Instead, Nigel Charnock’s solo show provoked diplomatic outrage after he was accused by the Armenian Culture Minister of desecrating the national flag.
Charnock, a noted dancer, has been called a “national treasure” by British critics and praised for his “eerie brilliance” and “profligate talent” by The Times. The British Council had described Frank, Charnock’s one-hour improvised performance, as “a stand-up, sit-down, leap-around live show that picks you up, calls you names and lets you in on some home truths”.
But the name-calling was largely done by Hasmik Poghosyan, the Culture Minister, after Charnock, on his first vist to the country, had placed Armenian and British flags on the stage and danced on them before an audience at the Stanislavsky State Theatre, in Yerevan, on Wednesday.
Mrs Poghoysan, 46, who was not at the performance, ordered a second show to be cancelled and accused Charnock of committing a criminal offence punishable by up to a year in prison. She declared: “It is unacceptable for us that someone who is considered a national treasure in Britain would bring such low-quality art to Armenia.
“We honour the high art of British theatre and are sure that from the Queen to ordinary Britons the greatest pride and treasure is Shakespeare. It appears that the English perception of treasures has been drastically devalued and Nigel Charnock is its best evidence.”
Mrs Poghosyan said that she was not censoring artistic expression but acting to prevent disrespectful treatment of Armenia’s flag.
“Charnock may treat the British flag as he likes. He can drop it on the floor, step on it, chew it or swallow it, but it is unacceptable and punishable by law to treat the Armenian flag that way,” she said.
At a press conference called swiftly by the British Council, a chastened Charnock, 45, offered his “unconditional apologies”. He told reporters: “All I’m trying to do is communicate love.”
The Culture Ministry lifted the ban, provided that Charnock promised not to repeat the offence, but by then it was too late to reschedule the performance and the dancer flew home yesterday.
Lucine Ghulyan, arts manager at the British Council in Yerevan, told The Times: “He was trying to show friendship between Armenia and Britain. There was a total misunderstanding of his intentions.
“He was showing his affection for Armenia, but when I called the deputy minister to explain this she didn’t want to listen to me. She kept saying that she was offended as a citizen of Armenia to see the flag on the floor.”
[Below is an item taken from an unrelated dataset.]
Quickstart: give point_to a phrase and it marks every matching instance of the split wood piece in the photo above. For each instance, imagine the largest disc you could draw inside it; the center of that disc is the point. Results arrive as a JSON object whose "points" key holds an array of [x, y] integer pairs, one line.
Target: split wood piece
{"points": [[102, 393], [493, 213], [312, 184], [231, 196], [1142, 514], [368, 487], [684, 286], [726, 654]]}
Ms Ghulyan acknowledged that some in the audience had been offended by sexually suggestive movements during the performance. Charnock had wrapped a Union Jack around his loins and then draped the Armenian tricolor over his naked torso.
But Ms Ghulyan said that most had understood the show and many gave him a standing ovation at the end.
Charnock, 45, has performed Frank around Europe since 2003, when it was commissioned for the Venice Biennale. He co-founded the DV8 Physical Theatre before establishing his own dance company in 1996.